The Edge, part 1

One of the terms thrown around a lot these days in computing circles is “edge computing”. You experience edge computing every time you talk into your SmartPhone and Google converts what you’ve just said into text.

In that case, the audio of your voice streams to a Google server, where an extremely powerful computer uses complex algorithms to convert that audio into meaningful written sentences. The interesting part of this is that the level of processing done on that server is far greater than anything your phone could do on its own.

Essentially, the computer in your phone is acting as a gateway to a vastly more powerful computing network. Because your phone is on the “edge” of that powerful network, in short bursts you can get access to far more computational power than would be possible using just that little box in your pocket.

As edge computing advances in the next few years, the experience of reality itself will be fundamentally altered for many millions of people. More tomorrow.

3 thoughts on “The Edge, part 1”

  1. This is the first time I’ve heard the term “edge computing.” I would expect it to be an antonym of “cloud computing,” but the scenario you used to explain “edge computing” is also a perfectly cromulent example of “cloud computing”: The computation happens in the cloud (data center) on behalf of the a device at the edge of the network. So I guess the terms are synonyms? Strange.

    If edge computing is computing in a data center, what do you call the computing that actually happens in the device at the edge?

  2. Ok, I have heard the term”edge computing” but the context I heard about it was exactly as Adrian suggested, computing at the source (object recognition in a remote security camera rather than sending the data to a server).

    I was just too nervous to mention it until I saw Adrian’s comment.

  3. Ah, sorry.
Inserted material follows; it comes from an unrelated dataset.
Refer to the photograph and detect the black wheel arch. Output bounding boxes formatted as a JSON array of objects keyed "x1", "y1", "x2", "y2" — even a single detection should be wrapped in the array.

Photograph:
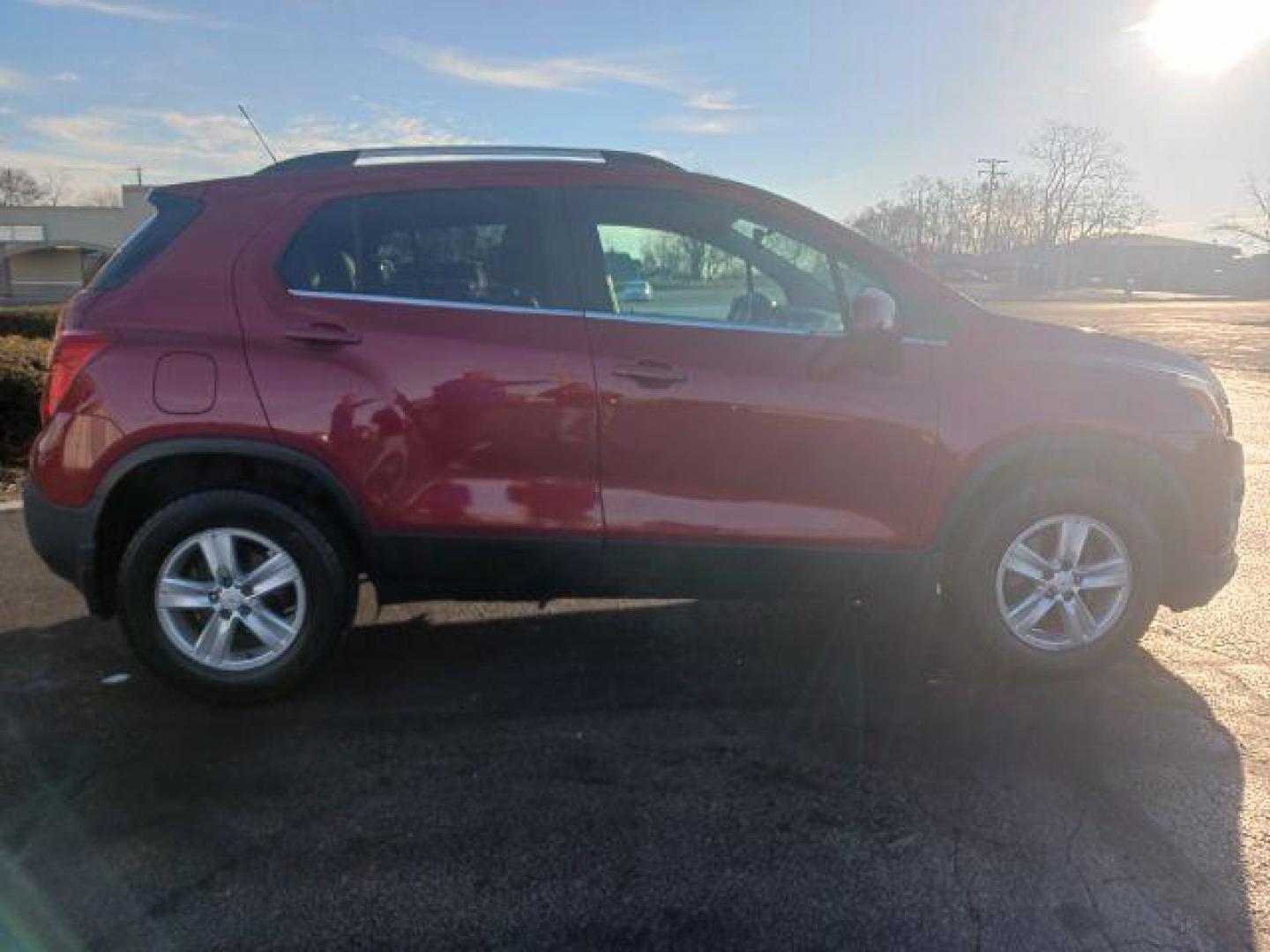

I jumped to step two without sufficiently explaining step one — the step whereby even as the phone is communicating with the network, it is also doing the best it can locally, with the extremely useful but limited processing capability it can provide on the edge of the network.

    If your phone were just a microphone and speaker and wireless transmitter/receiver, the scenario I described would not be edge computing. What makes it edge computing is that your phone is a computer, one that works in a way that is complementary to the far more powerful (but higher latency) computational network to which it is attached.

    When you first speak into your SmartPhone, it performs local processing to figure out how to immediately convert your phonemes into text. But it’s not very good at doing that, because of the limitations imposed by running such a process locally, entirely on your phone.

    So while it is doing that, it is also sending your input to the Cloud, which then improves upon the initial guess that your phone came up with on its own. That’s why when you are dictating into your phone, you will initially see some bad choices, but then some seconds later you will see those choices replaced by better ones: The initial choices were made by a process running locally on your phone, and the later better ones were updates from the Cloud.

    The full potential of edge computing is reached neither by an entirely local nor by an entirely Cloud-based approach, but rather by a dance between the two. Immediate decisions are made at the edge of the network (eg: on your SmartPhone), and then those decisions are subsequently verified, updated, integrated or otherwise improved upon by the connection to the Cloud.